In 2004 she founded Rowan Imagery, a New York and Los Angeles-based photography company specializing in editorial, portrait and press photography. Her work has been published by New York Magazine for Grub Street, by Total Beauty, and by the Beverage Media Group. She is also a contributing photographer for Kimberly Belle's lauded food and wedding blog "I Love Farm Weddings".

===Acting and filmmaking===
In addition to many theater roles (including in the acclaimed 2006 revival of Noises Off), Rowan has appeared on TV shows such as Law & Order: Special Victims Unit, Law & Order: Criminal Intent, and CSI. She also starred opposite Dave Chappelle in his last sketch on Chappelle's Show. and appears opposite Paris Hilton in the National Lampoon comedy Pledge This, with Geoffrey Arend. Following the film's release, Rowan starred in the Nederlander Organization-produced national tour of Of Mice and Men, playing Curly's wife.

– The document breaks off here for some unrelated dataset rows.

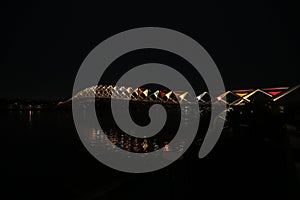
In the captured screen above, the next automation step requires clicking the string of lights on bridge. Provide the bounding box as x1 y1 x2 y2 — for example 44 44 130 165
60 85 300 106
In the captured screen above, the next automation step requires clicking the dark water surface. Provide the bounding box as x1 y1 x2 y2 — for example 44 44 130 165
1 110 287 199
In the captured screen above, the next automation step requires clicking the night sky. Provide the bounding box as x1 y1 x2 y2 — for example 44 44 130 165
1 2 299 100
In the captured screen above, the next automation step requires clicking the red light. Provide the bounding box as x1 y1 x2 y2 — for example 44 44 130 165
268 91 281 96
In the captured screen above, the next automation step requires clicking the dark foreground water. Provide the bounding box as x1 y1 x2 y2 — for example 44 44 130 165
0 110 290 199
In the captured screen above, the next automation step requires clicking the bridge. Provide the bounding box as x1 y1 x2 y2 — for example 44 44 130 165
59 84 300 106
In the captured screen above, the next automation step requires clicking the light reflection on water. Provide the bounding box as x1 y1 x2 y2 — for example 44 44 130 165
86 127 184 153
29 110 32 124
81 105 202 154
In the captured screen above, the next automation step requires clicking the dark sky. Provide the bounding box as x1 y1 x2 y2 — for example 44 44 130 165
1 1 299 100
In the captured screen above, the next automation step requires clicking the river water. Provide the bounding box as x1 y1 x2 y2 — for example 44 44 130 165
1 109 286 199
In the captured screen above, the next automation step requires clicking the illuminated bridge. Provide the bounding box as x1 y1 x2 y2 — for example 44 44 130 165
59 84 300 106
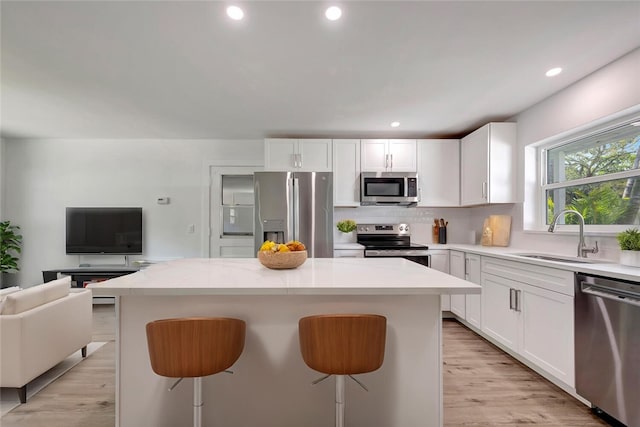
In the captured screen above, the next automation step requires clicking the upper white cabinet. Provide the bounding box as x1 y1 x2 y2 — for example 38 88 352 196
460 123 517 206
333 139 361 207
264 138 332 172
417 139 460 207
361 139 417 172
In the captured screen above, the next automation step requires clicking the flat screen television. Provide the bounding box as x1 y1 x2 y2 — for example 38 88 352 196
66 207 143 254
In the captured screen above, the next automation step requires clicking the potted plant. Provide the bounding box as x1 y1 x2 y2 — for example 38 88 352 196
1 221 23 285
616 228 640 267
336 219 357 243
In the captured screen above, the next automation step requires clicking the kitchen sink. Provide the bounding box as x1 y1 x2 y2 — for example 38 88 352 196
512 253 600 264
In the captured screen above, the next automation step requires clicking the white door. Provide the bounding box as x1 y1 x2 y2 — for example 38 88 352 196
464 253 482 329
264 138 297 170
428 250 450 311
388 139 417 172
333 139 361 207
481 272 519 352
449 250 466 318
209 167 257 258
519 283 575 387
461 125 489 205
361 139 389 171
298 139 332 171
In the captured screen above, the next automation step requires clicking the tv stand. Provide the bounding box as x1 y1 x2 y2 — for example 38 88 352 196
42 267 139 304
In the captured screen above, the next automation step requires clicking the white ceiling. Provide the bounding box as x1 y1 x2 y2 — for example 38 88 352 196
2 1 639 140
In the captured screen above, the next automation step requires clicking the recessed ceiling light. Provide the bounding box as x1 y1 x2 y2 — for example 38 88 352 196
227 5 244 20
545 67 562 77
390 121 400 128
325 6 342 21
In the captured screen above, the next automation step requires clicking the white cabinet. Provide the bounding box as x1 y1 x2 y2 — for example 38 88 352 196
427 250 450 311
448 251 481 329
264 138 332 171
464 253 482 329
460 123 517 206
333 139 361 207
480 257 575 387
417 139 460 207
449 250 466 318
361 139 417 172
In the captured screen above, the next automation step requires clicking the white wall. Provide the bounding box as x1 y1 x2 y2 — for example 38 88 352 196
480 48 640 260
3 138 263 286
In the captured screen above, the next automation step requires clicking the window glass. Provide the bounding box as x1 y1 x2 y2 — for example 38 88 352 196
542 118 640 226
546 177 640 225
546 124 640 185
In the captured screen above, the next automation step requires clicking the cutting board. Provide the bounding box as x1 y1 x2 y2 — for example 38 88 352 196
489 215 512 247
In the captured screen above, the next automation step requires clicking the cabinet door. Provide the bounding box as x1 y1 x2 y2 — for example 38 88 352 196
520 284 575 387
460 125 489 205
481 272 519 352
298 139 332 171
264 138 297 170
428 250 450 311
388 139 417 172
333 139 361 207
449 250 466 317
417 139 460 206
464 253 482 329
361 139 389 172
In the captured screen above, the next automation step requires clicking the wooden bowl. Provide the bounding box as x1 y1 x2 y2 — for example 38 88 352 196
258 250 307 269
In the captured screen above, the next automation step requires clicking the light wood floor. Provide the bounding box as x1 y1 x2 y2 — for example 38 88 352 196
0 307 611 426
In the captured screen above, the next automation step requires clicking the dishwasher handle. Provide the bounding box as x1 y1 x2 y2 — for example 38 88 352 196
581 283 640 308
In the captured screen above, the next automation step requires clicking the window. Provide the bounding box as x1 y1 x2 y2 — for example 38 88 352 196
542 117 640 227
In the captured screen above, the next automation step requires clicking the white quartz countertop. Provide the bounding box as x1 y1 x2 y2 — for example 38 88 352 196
416 242 640 282
87 257 480 297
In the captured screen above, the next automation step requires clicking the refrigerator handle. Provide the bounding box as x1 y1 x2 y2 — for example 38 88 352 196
293 177 300 241
287 177 295 241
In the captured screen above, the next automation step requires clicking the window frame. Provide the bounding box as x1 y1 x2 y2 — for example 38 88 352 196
535 111 640 234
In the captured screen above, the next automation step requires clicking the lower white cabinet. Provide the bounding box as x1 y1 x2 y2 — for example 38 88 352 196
481 257 575 387
426 250 450 311
464 253 481 329
449 251 466 318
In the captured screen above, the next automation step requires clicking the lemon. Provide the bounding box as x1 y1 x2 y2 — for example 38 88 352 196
260 241 276 251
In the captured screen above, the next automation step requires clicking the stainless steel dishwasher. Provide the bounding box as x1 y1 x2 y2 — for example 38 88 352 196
575 273 640 427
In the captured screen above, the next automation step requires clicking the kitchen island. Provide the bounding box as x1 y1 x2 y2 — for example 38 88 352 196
88 257 479 427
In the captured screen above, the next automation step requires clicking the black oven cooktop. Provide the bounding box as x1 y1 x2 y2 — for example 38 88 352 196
356 223 429 257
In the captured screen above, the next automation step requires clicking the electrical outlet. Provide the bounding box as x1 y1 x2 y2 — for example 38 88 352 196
187 224 195 233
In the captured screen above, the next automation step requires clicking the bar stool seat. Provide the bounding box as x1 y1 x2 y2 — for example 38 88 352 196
298 314 386 427
146 317 245 427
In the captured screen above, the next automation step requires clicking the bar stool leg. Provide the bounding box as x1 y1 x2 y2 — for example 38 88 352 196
193 377 203 427
335 375 345 427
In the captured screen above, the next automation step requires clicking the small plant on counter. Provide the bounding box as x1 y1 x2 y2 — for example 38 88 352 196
336 219 357 233
616 228 640 251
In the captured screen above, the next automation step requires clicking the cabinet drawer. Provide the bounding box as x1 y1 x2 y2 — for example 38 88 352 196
481 256 574 296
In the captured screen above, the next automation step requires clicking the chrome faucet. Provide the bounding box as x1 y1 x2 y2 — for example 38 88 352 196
548 209 598 258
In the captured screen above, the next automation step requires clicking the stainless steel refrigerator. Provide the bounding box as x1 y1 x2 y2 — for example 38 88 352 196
254 172 333 257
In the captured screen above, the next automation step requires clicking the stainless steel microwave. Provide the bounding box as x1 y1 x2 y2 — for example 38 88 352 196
360 172 419 206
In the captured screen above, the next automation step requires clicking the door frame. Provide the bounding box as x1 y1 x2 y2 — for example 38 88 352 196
201 162 262 257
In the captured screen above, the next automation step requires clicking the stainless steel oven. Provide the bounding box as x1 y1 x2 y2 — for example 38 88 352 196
575 273 639 427
356 223 430 267
360 172 419 206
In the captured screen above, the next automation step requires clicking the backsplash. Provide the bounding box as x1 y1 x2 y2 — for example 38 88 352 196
334 206 473 245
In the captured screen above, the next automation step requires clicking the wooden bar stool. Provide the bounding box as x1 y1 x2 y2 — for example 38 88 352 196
298 314 386 427
145 317 246 427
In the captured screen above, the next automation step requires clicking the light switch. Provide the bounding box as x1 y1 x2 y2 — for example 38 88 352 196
157 197 170 205
187 224 195 233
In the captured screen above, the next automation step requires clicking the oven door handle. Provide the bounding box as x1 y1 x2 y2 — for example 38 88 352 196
581 283 640 307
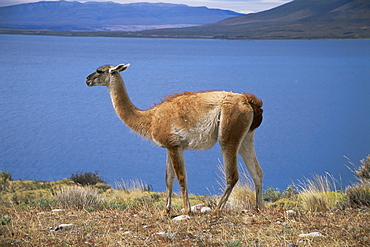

In 2008, Rowan produced and played the lead role in the film She Pedals Fast, for a Girl, which she co-wrote with filmmaker Eva Vives. This romantic film depicts the life of a female NYC bike messenger by day and a cabaret singer by night. Rowan collaborated with her father on the film's original song, "Paris is a Lonely Town". In 2011 she produced and acted in the comedy feature film Hold On Loosely.

==Exhibitions==

===Solo exhibitions===
- January 2021, Public Offerings, London
- April 2020, The H Club Los Angeles/ London
- March 2020, Close Up curated by Patricia Lanza, The Eye of Photography

===Group exhibitions===
- Permanent collection at Palms Casino Resort in Las Vegas with Damien Hirst, Jean-Michel Basquiat, Andy Warhol, and Takashi Murakami.
- February 2020, The H Club, Los Angeles
- January 2020, Photo LA
- October 2019 "Photo District News- Fine Art Photography" curated by Holly Hues and Photo District News, Chelsea, NYC
- September 2019 "PhotoVille," DUMBO, Brooklyn
- February 2019 OWADA Gallery, Shibuya Tokyo.
- January 2019 "Women In Color" at LA ART Show with Carrie Able Gallery, curated by Kayla Coleman, LA
- December 2018 "Creative Portrait Exhibition," Los Angeles Center of Photography, curated by Nicholas & David Fahey
- December 2018 "Ritual," Pulse Art Fair- Art Basel, with Carie Able Gallery, Miami Beach, FL
- November 2018 Analogue Forever Magazine, Group Show
- August 2018 "Ritual"- Carie Able Gallery, Summer Show, Curated by Float Magazine. Brooklyn, NY
- 2016 "Born Backstage," Wall Street Gallery, Produced by Mr. Brainwash, Los Angeles, CA.
- 2011 Aqualillies Water Ballet co. Photography and performance collaboration
- 2011 Red Cat, Let's Call It Valencia. D300, Cal Arts. Performance collaboration with Alexa Gerrity.